To diagnose GERD, healthcare providers may perform oesophagal manometry, a procedure assessing the oesophagus muscles’ strength and coordination. Oesophageal manometry is used to identify potential abnormalities that could cause acid reflux, which entails inserting a small tube through the nose and into the oesophagus to measure muscle pressure.

➔ Innovative Management Approaches for gastroesophageal reflux disease (GERD)

GERD is a chronic condition that requires long-term management to control symptoms and prevent complications. GERD treatment options include lifestyle changes, medications, surgical interventions, and non-surgical interventions. Some of the innovative management approaches for GERD.

✦ Lifestyle changes

Lifestyle changes are a critical component of GERD management. These changes can help reduce the frequency and severity of GERD symptoms. They include:

  • Losing weight if overweight or obese
  • Avoiding trigger foods and beverages such as citrus fruits, spicy foods, alcohol, and caffeine
  • Eating smaller, more frequent meals instead of large meals
  • Avoiding eating at least three hours before bedtime
  • Elevating the head of the bed by 6-8 inches
  • Quitting smoking

✦ Medications

Several types of medications can help alleviate GERD symptoms by reducing stomach acid production or neutralising acid in the stomach. These include:

  • Proton pump inhibitors (PPIs) such as omeprazole and lansoprazole
  • H2 receptor blockers such as ranitidine and famotidine
  • Antacids such as calcium carbonate and magnesium hydroxide
  • Prokinetics such as metoclopramide and bethanechol

✦ Surgical interventions

Patients with severe GERD who do not respond to lifestyle changes and medications typically consider surgical interventions. Wrapping the upper part of the stomach around the lower oesophagal sphincter to strengthen it and prevent reflux is the primary surgical intervention for GERD, known as fundoplication.

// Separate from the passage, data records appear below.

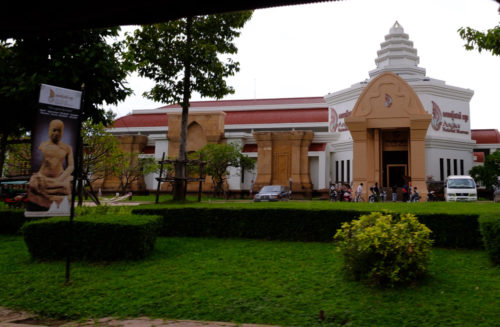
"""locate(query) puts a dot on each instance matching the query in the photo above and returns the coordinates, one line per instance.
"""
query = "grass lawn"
(250, 281)
(482, 208)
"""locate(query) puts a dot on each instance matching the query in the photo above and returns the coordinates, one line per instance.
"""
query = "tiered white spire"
(397, 55)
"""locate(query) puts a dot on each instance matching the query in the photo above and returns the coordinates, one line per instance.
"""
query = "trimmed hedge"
(11, 221)
(298, 225)
(490, 229)
(94, 237)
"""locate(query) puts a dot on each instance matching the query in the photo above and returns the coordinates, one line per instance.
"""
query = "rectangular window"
(342, 171)
(336, 171)
(441, 169)
(348, 171)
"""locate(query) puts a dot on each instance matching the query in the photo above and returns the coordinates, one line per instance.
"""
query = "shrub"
(271, 224)
(92, 237)
(11, 221)
(490, 229)
(298, 225)
(383, 249)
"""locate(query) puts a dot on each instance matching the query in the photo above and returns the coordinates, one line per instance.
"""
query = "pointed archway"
(387, 104)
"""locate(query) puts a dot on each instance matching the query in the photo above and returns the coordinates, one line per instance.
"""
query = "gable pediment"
(388, 96)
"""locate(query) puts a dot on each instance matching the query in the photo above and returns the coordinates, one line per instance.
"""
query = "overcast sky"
(316, 49)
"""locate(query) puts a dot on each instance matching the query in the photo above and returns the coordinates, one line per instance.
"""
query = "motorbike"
(347, 196)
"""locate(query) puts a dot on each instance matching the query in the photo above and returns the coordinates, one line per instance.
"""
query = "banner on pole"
(54, 138)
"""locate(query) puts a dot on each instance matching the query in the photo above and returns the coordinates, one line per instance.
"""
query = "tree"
(219, 157)
(100, 153)
(488, 173)
(185, 56)
(66, 59)
(129, 167)
(489, 41)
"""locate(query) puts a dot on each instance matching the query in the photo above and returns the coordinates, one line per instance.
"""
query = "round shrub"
(385, 250)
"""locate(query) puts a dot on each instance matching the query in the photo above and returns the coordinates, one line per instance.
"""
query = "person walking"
(394, 193)
(359, 192)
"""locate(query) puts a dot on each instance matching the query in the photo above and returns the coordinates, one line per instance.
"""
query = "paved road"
(11, 318)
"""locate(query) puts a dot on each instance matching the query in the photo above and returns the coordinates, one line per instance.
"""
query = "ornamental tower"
(397, 55)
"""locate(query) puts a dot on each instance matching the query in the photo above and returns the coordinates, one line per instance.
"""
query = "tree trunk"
(180, 166)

✦ Non-surgical interventions

Several non-surgical interventions are available for GERD management. These include:

➔ Transoral incisionless fundoplication (TIF)

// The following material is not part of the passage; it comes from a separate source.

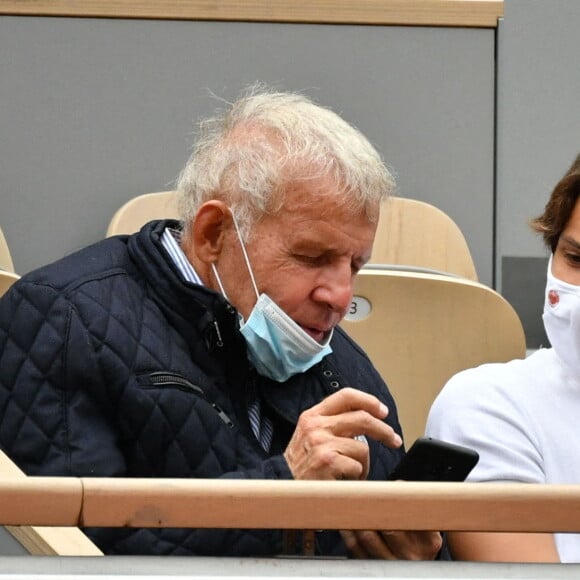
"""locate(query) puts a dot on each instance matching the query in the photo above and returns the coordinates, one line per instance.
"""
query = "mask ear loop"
(217, 277)
(245, 255)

Uses a device inserted through the mouth to create a valve at the base of the oesophagus, preventing reflux

➔ Stretta therapy

Radiofrequency energy is utilised to actively strengthen the muscle at the lower end of the oesophagus, reducing reflux symptoms.

➔ Endoscopic mucosal resection(EMR)

Which removes abnormal tissues from the oesophagus and stomach

➔ Magnetic sphincter augmentation (LINX)

This uses a device implanted around the lower oesophagal sphincter to prevent reflux.